"Health: Miss counters detected" alerts for Mellanox driver
search cancel

"Health: Miss counters detected" alerts for Mellanox driver

book

Article ID: 383273

calendar_today

Updated On:

Products

VMware vSphere ESXi

Issue/Introduction

  • On ESXi 8.0.2 and 8.0.3, you see the below alert reported for the Mellanox driver:
    nmlx5_QueryNicVportContext:188 command failed: IO was aborted
  • The vmkernel.log shows the below entries at random times with error code extSynd 0x0000:

<NMLX_ERR> nmlx5_core: 0000:45:00.0: Health: Miss counters detected.
<NMLX_INF> synd 0x0: unrecognized error
<NMLX_INF> extSynd 0x0000
<NMLX_ERR> nmlx5_QueryNicVportContext:188 command failed: IO was aborted
<NMLX_ERR> nmlx5_QueryVportCounter:1851 command failed: IO was aborted

  • Uplink status does not update to reflect current uplink state upstream once the error code "extSynd 0x0000" occurs

Environment

8.0.2x

Cause

  • This is a known issue in the nmlx5 health check logic, where the driver incorrectly detects NIC is in faulty state, even though the NIC firmware is healthy. Driver will then suspend all I/O on the vmnic from the driver side.

Resolution

This issue is resolved in VMware ESXi 8.0U3e (nmlx5_core driver version: 4.23.6.5), and also in the inbox driver for VCF 9.0 (nmlx5_core version: 4.24.0.7).

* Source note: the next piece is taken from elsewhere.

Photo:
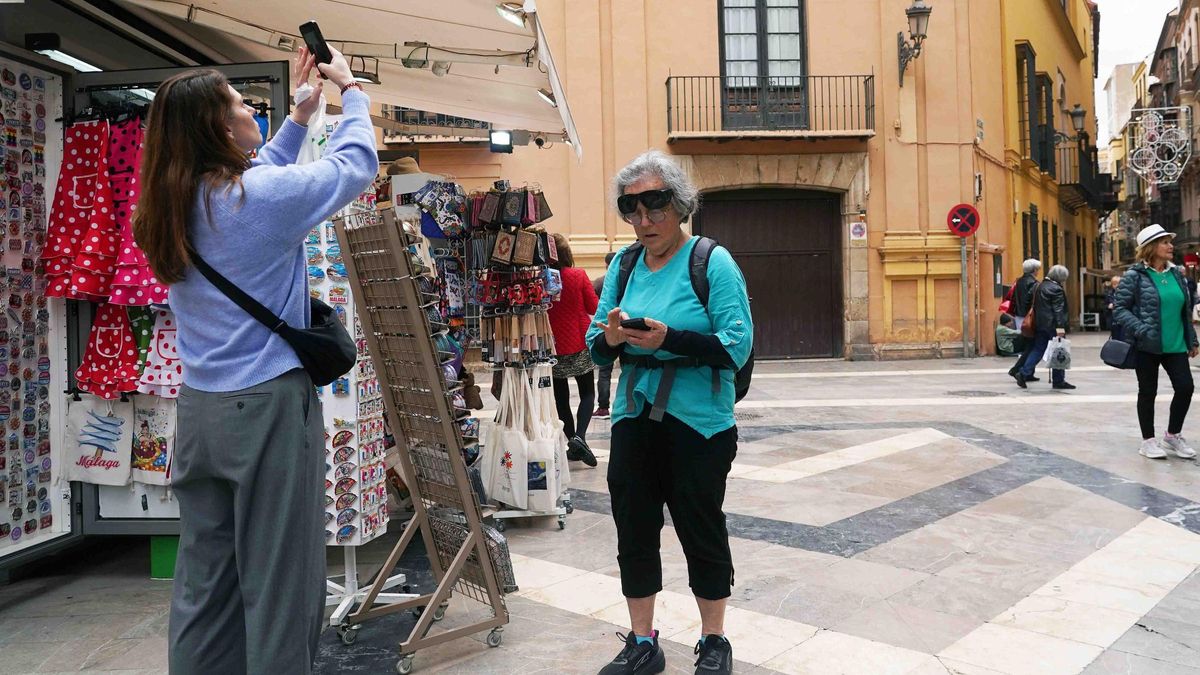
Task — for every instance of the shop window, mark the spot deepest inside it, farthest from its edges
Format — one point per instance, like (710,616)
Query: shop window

If you are having difficulty finding and downloading software, please review the Download Broadcom products and software KB.

Workaround:

Currently, there is no workaround to avoid or workaround this condition. Once it occurs, reboot the the ESXi host is needed to recover the uplink. 

Additional Information

 If the error code in the vmkernel.log is extSynd 0x8a02, it indicates that the commands from driver to firmware are failing. The issue is at the hardware/firmware layer and it needs to be checked further by the NIC vendor.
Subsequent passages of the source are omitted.